Saturday, July 25, 2020

Ode to My Bread Bowl

I am old enough to remember the last time the nation went through a bread baking craze.  It was the 1970's, when some of us went back to the land, some of us went off the grid, and many more of us baked bread.  Back in those days, many grocery stores sold only white bread, the kind that has very little in the way of nutritive value.

I remember the first time I had homemade bread that wasn't my grandmother's rolls.  We went over to a seminary intern's house, and she served us bread fresh from her oven.  It tasted like no bread I ever had before.  She gave us the recipe for Milk and Honey Whole Wheat Bread from Ellen Buchman Ewald's Recipes for a Small Planet

My mom knew that our standard mixing bowls wouldn't hold all that dough, so we searched for another one.  At the time, we lived in Charlottesville, Virginia, which has a downtown section closed to car traffic, or it did in the late 70's.  At one end, there was an old-fashioned hardware store, the kind that sells everything.  There in the window was the bowl we needed--and it only cost $6!  We bought it, and it's since traveled with me to many states.

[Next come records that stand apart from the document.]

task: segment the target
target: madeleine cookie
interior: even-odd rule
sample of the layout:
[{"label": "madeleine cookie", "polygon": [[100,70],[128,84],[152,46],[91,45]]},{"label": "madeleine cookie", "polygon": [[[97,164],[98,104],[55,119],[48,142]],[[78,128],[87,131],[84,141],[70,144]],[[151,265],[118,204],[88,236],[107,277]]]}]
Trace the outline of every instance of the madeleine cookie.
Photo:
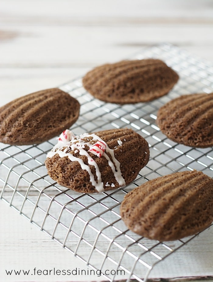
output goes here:
[{"label": "madeleine cookie", "polygon": [[0,142],[38,144],[58,135],[77,119],[80,105],[58,88],[23,96],[0,108]]},{"label": "madeleine cookie", "polygon": [[63,132],[47,155],[48,174],[62,186],[81,193],[103,192],[130,183],[147,163],[147,142],[131,129],[75,136]]},{"label": "madeleine cookie", "polygon": [[213,221],[213,180],[194,170],[150,180],[126,195],[120,211],[128,228],[150,239],[195,234]]},{"label": "madeleine cookie", "polygon": [[156,123],[168,138],[191,147],[213,146],[213,93],[181,96],[158,111]]},{"label": "madeleine cookie", "polygon": [[162,61],[148,59],[97,67],[86,75],[82,82],[96,98],[122,104],[146,102],[162,96],[178,78]]}]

Here is the bowl, next to my grandmother's large Pyrex mixing bowl, the kind that's the largest of a set of 4:





Over the past decades, I haven't been baking the mass quantities of bread that require my largest bowl.  But I haven't been able to give it to a thrift store either.  I know how hard it is to find a bowl this big.  Through the years it's held cloth scraps and picnic paper products and all sorts of stuff that wasn't bread dough.

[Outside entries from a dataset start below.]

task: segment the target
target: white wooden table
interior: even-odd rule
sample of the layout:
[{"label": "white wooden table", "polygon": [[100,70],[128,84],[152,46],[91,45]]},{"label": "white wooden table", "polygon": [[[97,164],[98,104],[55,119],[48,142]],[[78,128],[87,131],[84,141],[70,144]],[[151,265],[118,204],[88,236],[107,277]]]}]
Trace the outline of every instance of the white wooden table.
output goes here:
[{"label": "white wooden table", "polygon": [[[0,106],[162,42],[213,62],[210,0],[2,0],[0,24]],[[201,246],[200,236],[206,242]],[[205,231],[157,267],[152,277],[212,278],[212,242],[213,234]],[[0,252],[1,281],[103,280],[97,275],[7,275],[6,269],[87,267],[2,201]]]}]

This morning, I realized that I wasn't going to have enough room in the yellow bowl for all of the dough, much less a place for it to rise.  Here's what the bowl looked like before I finished adding all the flour:





I thought about getting out additional mixing bowls, and then I thought, why would I do that when my big bread bowl is right here on top of the fridge?

So I got it down, gave it a quick wash, and finished mixing the dough in it.  The sight of the dough rising has been an unexpected delight to this morning.

I know many people who can tell all sorts of horror stories about how their parents never supported them.  I am not one of those people.  As I look back, I realize more and more how lucky I am that my parents almost always encouraged my native interests, while also trying to make sure I considered other possibilities too.

When I think of my favorite example of their support, I think of my mom and a cold night outside of a window of a downtown hardware store.  I think of summers spent experimenting with bread recipes and my mom taking me to health food stores where I could get some of the stranger flours that the recipes needed.  I think of my family hungry for good bread and full of praise for my efforts.

I realize that I am a lucky woman in so many ways.